Machine learning (ML) is the scientific study of Algorithms and statistical models that computer systems use to effectively perform a specific task without using explicit instructions, relying on patterns and inference instead. It is seen as a subset of artificial intelligence. Machine learning algorithms build a mathematical model based on sample data, known as "training data", in order to make predictions or decisions without being explicitly programmed to perform the task.
What is Machine learning
The Machine learning concept refers to computational methods that allow machines to organize big amounts of data to make either classes or predictions in an accurate way. The machine learning processes comprise complex algorithms or source codes that identify the data and find relations or patterns around it.
Machine learning is used in different sectors for various reasons. Trading systems can be calibrated to identify new investment opportunities. Marketing and e-commerce platforms can be tuned to provide accurate and personalized recommendations to their users based on the users’ internet search history or previous transactions 
Previous applications of machine learning to seismic reflection data focus on the detection of geologic structures, such as faults and salt bodies (e.g., Huang et al., 2017) and unsupervised seismic facies classification, in which an algorithm chooses the number and types of facies (e.g., Coléou et al ). Although early studies primarily used clustering algorithms to classify seismic data, recent studies focus on the application of artificial neural networks (e.g Huang et al.) in Zhao et al 
ML algorithms are being used in the Oil and Gas sector for various applications such as:
- facies classification
- Quantitative interpretation
- Geobody interpretation
- micro-seismic event detection
- velocity picking
- Image analysis of rock thin sections
- Seismic processing such as ground-roll noise attenuation
Although ML algorithms appeared decades ago, SEG members started publishing about them in the mid-90s. In 2019, in response to "the digital transformation of Oil and Gas" the AAPG, SEG & SPE decided to organize the first conference fully dedicated to the topic: "Energy in Data"

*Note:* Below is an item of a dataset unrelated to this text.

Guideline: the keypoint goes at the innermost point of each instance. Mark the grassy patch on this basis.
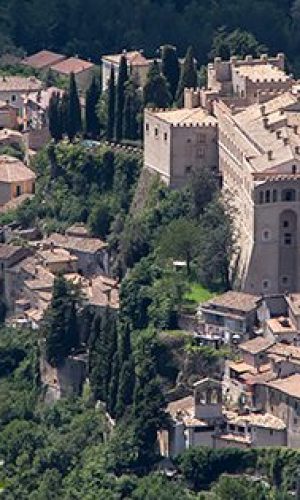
(175, 333)
(197, 294)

Generally, machine learning methods could be subdivided in two according to their end members, Unsupervised and supervised methods (Figure 1)
Unsupervised learning methods refer to those where information that is used to train has not been classified or labeled. In other words, the machine attempts to find similarities, patterns, or relations among the introduced inputs by deciphering hidden or intrinsic structures from the data and reduce dimensionality. We are in some sense working blind the term unsupervised is used because we lack a response variable that can supervise (or teach or evaluate) our analysis . In this methods, error is difficult to determine. Some examples of Unsupervised learning techniques are:
- Association mining
Supervised machine learning methods, also known as feeding forward methods  are those where inputs and outputs are already known. Therefore, the models are trained to predict a somehow known result data. The goal is to fit a model that relates response to predictors for accurately predicting the response of other observations or understanding the relationship between the response and the predictors (inference) .The evaluation of these method relies on error measures (e.g., MSE, misclassification rate, expected loss, Confusion matrix). Some examples of Supervised learning techniques are:
- Decision trees
- Linear regression (OLS, PLS, ridge, lasso, elastic net)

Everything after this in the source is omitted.